A Crispr é mais barata e simples e fácil de usar do que outras técnicas de edição gênica. O que precisa ser aprimorado?
Há dois desafios técnicos que se tenta resolver. O primeiro é o obstáculo ao reparo do DNA. A Crispr-Cas9 é um par de tesouras moleculares que corta as duas fitas do DNA. O passo seguinte é reparar o DNA de modo a produzir a mudança desejada. Para esta etapa, os cientistas confiam nas proteínas de reparo do DNA presentes nas células.

O problema é que introduzir uma nova sequência de DNA no local do corte nem sempre é eficiente. Para contornar o problema, alguns pesquisadores estão anexando outras proteínas ao sistema Crispr-Cas9 capazes de alterar a molécula de DNA sem a necessidade de cortá-la. O segundo obstáculo é fazer as moléculas de Crispr-Cas9 chegarem às células nas quais têm de agir, por exemplo, no cérebro, coração, pulmão. Para superar esse desafio, os cientistas estão empacotando-as em uma variedade de veículos diferentes que possam levá-las às células desejadas.

A Crispr foi proposta como técnica de edição de genes há oito anos e, após alguns testes com animais, começou a ser avaliada em seres humanos nos Estados Unidos e na China. Havia evidências suficientes de que fosse segura?
Não posso falar sobre a estrutura regulatória em vigor na China, mas os testes de segurança e eficácia realizados pela FDA [agência regulatória nos Estados Unidos] são um processo exaustivo e robusto. Como a edição do genoma por Crispr é uma tecnologia tão inovadora, os cientistas, inclusive eu, têm-se comunicado com a FDA para entender como o governo pode atualizar suas políticas de ensaios clínicos para avaliar de modo mais eficiente as terapias que usam CRISPR.

Em última análise, queremos garantir que os benefícios da edição do genoma cheguem a quem precisa, mas é necessário ter consciência de que não estamos indo rápido demais. A respeito dos ensaios clínicos em andamento nos Estados Unidos, os resultados experimentais anteriores haviam atendido os padrões da FDA, permitindo o início dos testes em seres humanos.

Já se teria cruzado uma linha ética, uma vez que, na China, a Crispr foi até supostamente usada para produzir bebês com genes editados?
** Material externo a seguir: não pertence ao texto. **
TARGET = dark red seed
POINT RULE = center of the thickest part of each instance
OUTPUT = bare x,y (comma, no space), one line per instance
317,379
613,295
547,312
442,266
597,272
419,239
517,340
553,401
O que é necessário para que seu uso seja ético?
Um pequeno grupo de cientistas realiza testes eticamente questionáveis e He Jiankui cruzou uma linha ética ao usar a técnica em embriões humanos, levando ao nascimento de duas gêmeas. A grande maioria, porém, trabalha de maneira responsável. Nos Estados Unidos e na União Europeia, os ensaios clínicos são feitos sob supervisão rigorosa.

A história de He realça preocupações com as quais a comunidade internacional deve lidar para evitar ações negligentes semelhantes no futuro. As principais preocupações dizem respeito à segurança da técnica, ao consentimento do paciente e à transparência dos testes. As diferentes nações desenvolverão e implantarão a tecnologia Crispr com velocidade própria e seguindo marcos regulatórios próprios.